Friday, April 12, 2019

Israel's Beresheet Spacecraft Crashes on Moon But SpaceX Lands all Three Falcon Heavy Rocket Boosters for the First Time

          By Henry Stewart

As noted by Israeli Minister Benjamin Netanyahu, the one obvious takeaway from yesterday's two major pieces of space news was, "if at first you don't succeed, try try again."

Netanyahu made the comment in a control room near Tel Aviv, after watching the attempted landing of the Beresheet (Hebrew for "in the beginning") lunar lander.
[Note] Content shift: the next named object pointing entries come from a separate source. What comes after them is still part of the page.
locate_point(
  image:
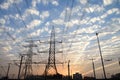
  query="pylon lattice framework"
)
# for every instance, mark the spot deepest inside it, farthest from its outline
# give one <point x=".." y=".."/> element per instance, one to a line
<point x="51" y="65"/>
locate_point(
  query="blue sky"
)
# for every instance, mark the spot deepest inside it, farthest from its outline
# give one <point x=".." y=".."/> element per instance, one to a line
<point x="75" y="22"/>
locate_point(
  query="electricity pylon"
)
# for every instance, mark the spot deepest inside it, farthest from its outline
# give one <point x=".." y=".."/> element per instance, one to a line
<point x="51" y="65"/>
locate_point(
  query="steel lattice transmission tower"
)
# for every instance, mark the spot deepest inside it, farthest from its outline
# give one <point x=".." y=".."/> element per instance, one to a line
<point x="51" y="65"/>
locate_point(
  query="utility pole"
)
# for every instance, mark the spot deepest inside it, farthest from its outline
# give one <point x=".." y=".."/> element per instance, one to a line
<point x="93" y="68"/>
<point x="69" y="70"/>
<point x="20" y="67"/>
<point x="101" y="56"/>
<point x="8" y="70"/>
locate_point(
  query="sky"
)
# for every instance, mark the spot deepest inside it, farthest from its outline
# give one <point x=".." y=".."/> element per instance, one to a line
<point x="76" y="23"/>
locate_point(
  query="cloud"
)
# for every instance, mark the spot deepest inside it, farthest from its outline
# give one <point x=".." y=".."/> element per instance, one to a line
<point x="8" y="3"/>
<point x="2" y="21"/>
<point x="83" y="1"/>
<point x="33" y="24"/>
<point x="107" y="2"/>
<point x="44" y="14"/>
<point x="94" y="8"/>
<point x="55" y="3"/>
<point x="32" y="11"/>
<point x="58" y="21"/>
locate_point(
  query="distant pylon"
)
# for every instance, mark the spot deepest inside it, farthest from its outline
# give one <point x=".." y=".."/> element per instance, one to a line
<point x="51" y="65"/>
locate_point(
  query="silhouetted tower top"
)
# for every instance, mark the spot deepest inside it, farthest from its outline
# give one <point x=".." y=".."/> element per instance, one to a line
<point x="51" y="65"/>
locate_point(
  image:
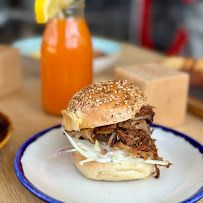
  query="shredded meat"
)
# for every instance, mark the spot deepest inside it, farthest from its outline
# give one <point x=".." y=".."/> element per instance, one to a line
<point x="133" y="135"/>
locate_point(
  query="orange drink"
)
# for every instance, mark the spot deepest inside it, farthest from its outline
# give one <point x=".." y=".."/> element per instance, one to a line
<point x="66" y="61"/>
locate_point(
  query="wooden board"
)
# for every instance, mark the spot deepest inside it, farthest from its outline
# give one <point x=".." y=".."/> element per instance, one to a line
<point x="195" y="101"/>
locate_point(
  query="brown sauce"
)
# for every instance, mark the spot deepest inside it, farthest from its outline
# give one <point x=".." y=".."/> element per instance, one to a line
<point x="4" y="127"/>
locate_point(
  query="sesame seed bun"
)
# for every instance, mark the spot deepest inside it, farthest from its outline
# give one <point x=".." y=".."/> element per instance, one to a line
<point x="112" y="171"/>
<point x="102" y="103"/>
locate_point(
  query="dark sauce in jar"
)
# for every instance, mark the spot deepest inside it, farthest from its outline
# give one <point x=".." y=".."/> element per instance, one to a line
<point x="4" y="127"/>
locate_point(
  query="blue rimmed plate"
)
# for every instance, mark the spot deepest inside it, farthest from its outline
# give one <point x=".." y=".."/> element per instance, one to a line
<point x="30" y="49"/>
<point x="55" y="179"/>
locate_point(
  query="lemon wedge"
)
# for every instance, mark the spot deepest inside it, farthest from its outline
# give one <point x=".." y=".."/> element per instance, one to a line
<point x="46" y="9"/>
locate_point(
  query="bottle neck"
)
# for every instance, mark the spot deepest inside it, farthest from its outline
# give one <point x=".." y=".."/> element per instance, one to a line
<point x="73" y="12"/>
<point x="76" y="9"/>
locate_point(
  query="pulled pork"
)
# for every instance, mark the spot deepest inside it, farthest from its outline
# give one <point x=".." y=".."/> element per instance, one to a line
<point x="133" y="135"/>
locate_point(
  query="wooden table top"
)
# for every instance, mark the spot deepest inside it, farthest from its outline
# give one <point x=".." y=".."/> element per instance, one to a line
<point x="25" y="110"/>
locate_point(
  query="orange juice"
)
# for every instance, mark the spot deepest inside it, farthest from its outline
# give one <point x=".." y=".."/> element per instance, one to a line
<point x="66" y="62"/>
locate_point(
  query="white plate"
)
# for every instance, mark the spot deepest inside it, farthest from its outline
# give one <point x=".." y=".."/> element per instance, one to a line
<point x="56" y="179"/>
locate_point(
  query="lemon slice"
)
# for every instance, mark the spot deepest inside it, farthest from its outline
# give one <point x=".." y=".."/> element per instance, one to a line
<point x="46" y="9"/>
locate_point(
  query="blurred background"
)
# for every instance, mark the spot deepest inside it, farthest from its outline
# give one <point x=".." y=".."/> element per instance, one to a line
<point x="170" y="26"/>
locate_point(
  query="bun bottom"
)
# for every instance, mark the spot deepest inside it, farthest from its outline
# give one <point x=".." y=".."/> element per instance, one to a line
<point x="112" y="171"/>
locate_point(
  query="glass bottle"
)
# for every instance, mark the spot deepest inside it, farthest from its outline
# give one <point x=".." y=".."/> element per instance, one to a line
<point x="66" y="58"/>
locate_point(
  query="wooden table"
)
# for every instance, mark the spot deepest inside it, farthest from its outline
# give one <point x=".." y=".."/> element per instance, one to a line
<point x="25" y="110"/>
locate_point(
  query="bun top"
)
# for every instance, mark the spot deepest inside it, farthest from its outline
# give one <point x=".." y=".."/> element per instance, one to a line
<point x="103" y="103"/>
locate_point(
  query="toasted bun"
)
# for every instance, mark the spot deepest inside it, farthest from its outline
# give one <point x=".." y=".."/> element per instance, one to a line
<point x="102" y="103"/>
<point x="112" y="171"/>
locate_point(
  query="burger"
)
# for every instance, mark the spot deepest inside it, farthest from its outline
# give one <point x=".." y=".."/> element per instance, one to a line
<point x="108" y="125"/>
The attempt was a joint project between SpaceIL, a privately funded Israeli non-profit organization, and Israel Aerospace Industries (IAI), Israel's government owned primary aerospace and aviation manufacturer.

As outlined in the April 11th, 2019 BBC News post, "Israel's Beresheet spacecraft crashes on Moon," the first privately funded mission to the Moon has crashed on the lunar surface after the apparent failure of its main engine during decent.

As noted in the article, so far only government space agencies from the former Soviet Union, the US and China have made successful Moon landings.

A little later on the same day and as outlined in the April 11th, 2019 The Verge post, "SpaceX lands all three Falcon Heavy rocket boosters for the first time ever," Hawthorne CA based SpaceX managed to soft-land all three of the rocket’s booster cores after completing its primary mission of boosting the Arabsat 6A communications satellite into orbit for Riyadh based Arabsat.

As noted in the article:
SpaceX first tried these landings a little more than four years ago with its Falcon 9 rocket boosters. The first attempt at sea (in January 2015) ended in a spectacular fireball after the booster slammed into the drone ship, video of which SpaceX released on Vine. The second attempted landing was in April 2015, and the booster almost made it, but ultimately tipped over and exploded. 
SpaceX landed its first rocket booster in December 2015 at Cape Canaveral on the original concrete landing pad. From there, it took three more tries to stick one of the sea landings. But between that point and last year’s inaugural Falcon Heavy launch, SpaceX rattled off 20 successful landings with just one failure. And since last year’s first Falcon Heavy launch, the company has only had one unsuccessful booster landing.
SpaceIl and the Israeli's seem to know the lesson SpaceX obviously knew in 2015, when their first few attempts to land a reusable rocket met with less than stellar success and they kept going.

They will continue to try and try again. It's a lesson we should all be reminded.

Henry Stewart is the pseudonym of a Toronto based aerospace writer.